New generation of college hopefuls apply to many schools
Scott Yu had the strongest possible credentials: a perfect SAT score, a perfect high school transcript and conservatory-quality piano skills. But his first foray into college admissions, an "early-action" application to Stanford, landed in limbo with a deferral.
His faith shaken, Yu responded the way any straight-A student would, with a flurry of work. He applied to every college in the Ivy League, along with Duke, MIT, Washington University in St. Louis, the University of Maryland and the New England Conservatory in Boston. For his efforts, the Rockville teen reaped 12 offers of admission. He now faces a not-very-painful choice among Harvard, Yale and MIT.
Yu, a senior in the Science, Mathematics and Computer Science Magnet Program at Montgomery Blair High School in Silver Spring, represents a new generation of college applicant. Spooked by single-digit admission rates at the top private schools, students sweeten the odds by applying to more of them. And, thus, the applicant pool runneth over.
Harvard, the nation's oldest college, crossed a symbolic threshold this year when it received more than 30,000 applications for about 1,600 seats in its freshman class. With 1.5 million students expected to enter four-year colleges this fall, that means that about one in 50 applied to Harvard. Brown University passed the same milestone this year, Stanford last year.
One-fifth of college applicants nationwide apply to seven or more schools, twice the rate of a decade ago, according to data from the National Association for College Admission Counseling.
Yu, 18, knew he was a strong candidate. But he didn't know how strong. The early rebuff from Stanford -- a school not in the Ivy League but just as selective -- unnerved him. He sat at his computer with two Harvard teddy bears for luck as he checked for news April 1, the deadline for most admissions departments to let students know whether they got in.
"I didn't mean to apply to this many schools," he said. "You can't really gauge your qualifications as a candidate until you get in somewhere."
Students apply to more schools partly because they can: Today's online applications are more easily replicated than the paper forms of previous decades. But that's not the only factor. The biggest surge has come at the most selective schools, where fewer than half of applicants gain admission. Students apply to twice as many schools as their parents did on the theory that they are half as likely to get in.
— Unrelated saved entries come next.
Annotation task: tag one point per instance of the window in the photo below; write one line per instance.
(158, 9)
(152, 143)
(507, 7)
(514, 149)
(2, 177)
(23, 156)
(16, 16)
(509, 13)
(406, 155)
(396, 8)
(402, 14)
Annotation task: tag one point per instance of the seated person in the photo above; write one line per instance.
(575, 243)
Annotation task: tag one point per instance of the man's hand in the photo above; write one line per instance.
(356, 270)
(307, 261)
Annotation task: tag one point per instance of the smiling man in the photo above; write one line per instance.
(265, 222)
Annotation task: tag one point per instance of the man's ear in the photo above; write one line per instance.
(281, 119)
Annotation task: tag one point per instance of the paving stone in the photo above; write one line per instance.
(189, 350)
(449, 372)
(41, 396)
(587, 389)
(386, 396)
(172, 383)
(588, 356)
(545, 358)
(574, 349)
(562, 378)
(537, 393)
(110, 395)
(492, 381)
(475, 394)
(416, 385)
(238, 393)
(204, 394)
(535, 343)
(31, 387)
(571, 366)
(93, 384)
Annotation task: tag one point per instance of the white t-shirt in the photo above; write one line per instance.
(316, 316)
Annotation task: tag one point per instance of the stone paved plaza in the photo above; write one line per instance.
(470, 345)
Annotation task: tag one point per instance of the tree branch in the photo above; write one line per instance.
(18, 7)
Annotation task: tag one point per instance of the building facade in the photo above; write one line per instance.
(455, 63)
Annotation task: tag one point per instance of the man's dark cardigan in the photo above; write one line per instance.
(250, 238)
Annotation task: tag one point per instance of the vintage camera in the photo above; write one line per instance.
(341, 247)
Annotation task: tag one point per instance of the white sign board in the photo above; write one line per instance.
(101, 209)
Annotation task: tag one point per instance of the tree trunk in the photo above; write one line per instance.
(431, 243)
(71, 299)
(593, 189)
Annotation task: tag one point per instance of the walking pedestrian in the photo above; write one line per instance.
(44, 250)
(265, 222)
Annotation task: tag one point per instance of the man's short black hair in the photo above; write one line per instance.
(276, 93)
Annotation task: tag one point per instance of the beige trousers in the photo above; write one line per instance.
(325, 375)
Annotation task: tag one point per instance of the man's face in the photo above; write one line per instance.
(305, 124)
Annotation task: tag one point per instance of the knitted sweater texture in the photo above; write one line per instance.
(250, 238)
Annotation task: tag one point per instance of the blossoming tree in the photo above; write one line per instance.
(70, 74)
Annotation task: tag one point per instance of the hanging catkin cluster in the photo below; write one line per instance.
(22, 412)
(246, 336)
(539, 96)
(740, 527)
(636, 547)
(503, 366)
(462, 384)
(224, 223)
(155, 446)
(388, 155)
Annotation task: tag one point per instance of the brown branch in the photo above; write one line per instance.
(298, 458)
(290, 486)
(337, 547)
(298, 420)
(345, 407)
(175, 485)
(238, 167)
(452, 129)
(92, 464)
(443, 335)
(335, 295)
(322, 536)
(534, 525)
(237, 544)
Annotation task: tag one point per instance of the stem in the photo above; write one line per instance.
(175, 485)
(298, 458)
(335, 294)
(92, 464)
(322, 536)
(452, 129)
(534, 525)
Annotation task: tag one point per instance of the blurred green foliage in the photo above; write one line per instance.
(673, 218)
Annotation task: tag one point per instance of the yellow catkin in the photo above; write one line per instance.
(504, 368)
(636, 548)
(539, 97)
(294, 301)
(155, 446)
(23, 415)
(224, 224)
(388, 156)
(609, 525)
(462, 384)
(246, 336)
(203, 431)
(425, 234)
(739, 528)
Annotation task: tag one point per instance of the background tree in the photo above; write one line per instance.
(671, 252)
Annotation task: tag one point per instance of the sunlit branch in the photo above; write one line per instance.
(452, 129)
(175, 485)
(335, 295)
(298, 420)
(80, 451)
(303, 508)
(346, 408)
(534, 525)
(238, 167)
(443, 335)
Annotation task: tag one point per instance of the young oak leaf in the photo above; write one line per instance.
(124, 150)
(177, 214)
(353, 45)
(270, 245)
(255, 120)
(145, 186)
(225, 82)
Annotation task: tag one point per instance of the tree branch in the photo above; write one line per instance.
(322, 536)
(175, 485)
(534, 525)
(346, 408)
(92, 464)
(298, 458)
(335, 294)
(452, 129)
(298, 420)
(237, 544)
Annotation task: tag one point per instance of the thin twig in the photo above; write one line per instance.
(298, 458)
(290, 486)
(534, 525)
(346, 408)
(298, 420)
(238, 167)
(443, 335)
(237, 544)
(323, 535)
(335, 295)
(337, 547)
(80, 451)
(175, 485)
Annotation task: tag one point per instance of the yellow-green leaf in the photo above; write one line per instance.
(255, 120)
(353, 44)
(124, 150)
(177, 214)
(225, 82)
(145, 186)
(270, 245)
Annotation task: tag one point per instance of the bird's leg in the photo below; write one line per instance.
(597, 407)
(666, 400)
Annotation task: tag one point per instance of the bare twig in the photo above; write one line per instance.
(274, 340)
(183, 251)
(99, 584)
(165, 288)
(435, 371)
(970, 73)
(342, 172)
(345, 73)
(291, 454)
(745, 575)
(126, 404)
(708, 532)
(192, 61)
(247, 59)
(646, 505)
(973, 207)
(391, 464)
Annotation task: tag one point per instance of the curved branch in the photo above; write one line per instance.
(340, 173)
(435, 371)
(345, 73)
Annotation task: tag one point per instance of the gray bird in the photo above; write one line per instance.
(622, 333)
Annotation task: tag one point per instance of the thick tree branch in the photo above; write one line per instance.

Admission rates fell this year to 6.9 percent at Harvard, 7.2 percent at Stanford, 7.5 percent at Yale, 8.2 percent at Princeton, 9.2 percent at Columbia and 9.3 percent at Brown. As recently as 2003, when fewer students competed for the same number of seats, all of those schools admitted more than 10 percent of applicants.
Ivy League schools are getting more applications from every part of the globe. Diana Barthauer, who lives in Switzerland, started with a slate of 50 schools and narrowed it to 20. She netted 15 offers, including Columbia, Stanford and Dartmouth, and rejections from MIT, Princeton and the University of Cambridge in England. Two colleges in China haven't replied.
"The reason I did so many applications was that the admission rates are so low," she said. "But then, I pushed them down by doing it, so it's kind of ironic."
Is there any harm in applying to colleges en masse? Counselors and deans are divided.